Defending the Social Market Economy means that we support people when they face hardship. Solidarity is one of our key values; but this must be accompanied by fairness and responsibility. We are committed to helping those in need, while also striving for the maximum participation of all working-age citizens. Therefore, what we want is to prioritise active policies which help people re-enter the labour market as quickly as possible. We will need everyone’s contribution — and all the more so as the working-age population continues to decline in relative terms. People must be treated with respect when they face hardship, and helped to move forward. Labour market patterns are changing; this is why we should redesign our social policies in order to efficiently handle our citizens’ needs in a rapidly changing world. The EPP:

  • Acknowledges that income inequality in the EU declined between 1994 and 2008, after which it flatlined;
  • Acknowledges that absolute poverty in the EU is decreasing and has become extremely rare, even as the risk of poverty and social exclusion is still a reality for some, including for 10% of workers in Europe;
  • Reaffirms that social policy is a shared competence and that in all decisions, the principles of subsidiarity and proportionality should be respected: more needs to be done to make the social dimension stronger in the EU;
  • Affirms that social policy needs to be decided and implemented together with social actors, in particular social partners;
  • Calls on Member States to reform their social systems in anticipation of changing labour market patterns;
  • Calls on Member States to invest in active labour market policies in order to promote the creation of employment and to pre-empt, as far as possible, problems in the labour market;
  • Calls on Member States to pay special attention to ensuring that social policies always encourage and support people’s seeking and accepting employment;
  • Demands that incentives must be built in such a way as to guarantee that a person clearly benefits from entering employment rather than remaining in social support systems;
  • Calls upon Member States to introduce electronic services in order to maximise the efficiency of public services in both tackling red tape and, at the same time, in benefiting citizens through better access to social services.

 

  1. A fair society – everyone doing their share

It is important for our societies that citizens consider policies and legislation fair.
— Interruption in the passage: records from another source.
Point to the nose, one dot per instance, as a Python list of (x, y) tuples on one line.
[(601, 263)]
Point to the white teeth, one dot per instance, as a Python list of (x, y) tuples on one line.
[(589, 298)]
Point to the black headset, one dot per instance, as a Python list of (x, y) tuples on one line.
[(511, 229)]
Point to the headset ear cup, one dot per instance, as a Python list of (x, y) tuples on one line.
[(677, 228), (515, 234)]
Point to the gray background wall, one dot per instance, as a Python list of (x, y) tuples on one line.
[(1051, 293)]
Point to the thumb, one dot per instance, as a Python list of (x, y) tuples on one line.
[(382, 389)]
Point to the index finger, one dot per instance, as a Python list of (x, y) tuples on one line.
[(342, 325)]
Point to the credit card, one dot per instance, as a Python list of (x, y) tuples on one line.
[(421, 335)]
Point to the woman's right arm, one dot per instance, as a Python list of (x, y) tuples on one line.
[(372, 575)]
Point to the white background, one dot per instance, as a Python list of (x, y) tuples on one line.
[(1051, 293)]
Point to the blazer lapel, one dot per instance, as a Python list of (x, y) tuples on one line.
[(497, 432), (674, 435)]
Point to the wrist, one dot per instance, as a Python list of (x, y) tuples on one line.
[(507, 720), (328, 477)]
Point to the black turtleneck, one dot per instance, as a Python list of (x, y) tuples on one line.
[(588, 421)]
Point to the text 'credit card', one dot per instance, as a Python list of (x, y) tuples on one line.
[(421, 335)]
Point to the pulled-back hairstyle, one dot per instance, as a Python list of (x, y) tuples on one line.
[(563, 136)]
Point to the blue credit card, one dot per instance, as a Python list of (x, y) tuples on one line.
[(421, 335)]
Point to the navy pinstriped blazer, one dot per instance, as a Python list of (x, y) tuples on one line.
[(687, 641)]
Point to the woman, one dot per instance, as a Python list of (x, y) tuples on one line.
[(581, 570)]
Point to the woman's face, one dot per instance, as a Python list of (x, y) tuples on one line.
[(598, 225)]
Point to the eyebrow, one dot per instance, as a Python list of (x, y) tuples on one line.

We must make sure that everyone contributes his or her fair share to providing the services we all benefit from. All companies, regardless of their size, must in general be treated in the same fashion: there can be no loopholes giving certain companies financial or other benefits not available to all. The same applies to citizens; everyone, rich or poor, must help do his or her part. We must crack down on tax evasion out of respect for fairness, and to avoid burdening only a few in providing for the many. Taxation is a national competence, but the EU must also contribute to the fight against tax evasion. The EPP:

  • Calls on Member States to ensure that their national tax systems treat all companies equally, so that no companies can escape doing their fair share;
  • Calls on both Member States and the European Commission for more effective international cooperation in fighting tax evasion;
  • Calls on Member States and the European Commission to ensure that taxes are paid where profits are made and that national tax systems avoid double taxation.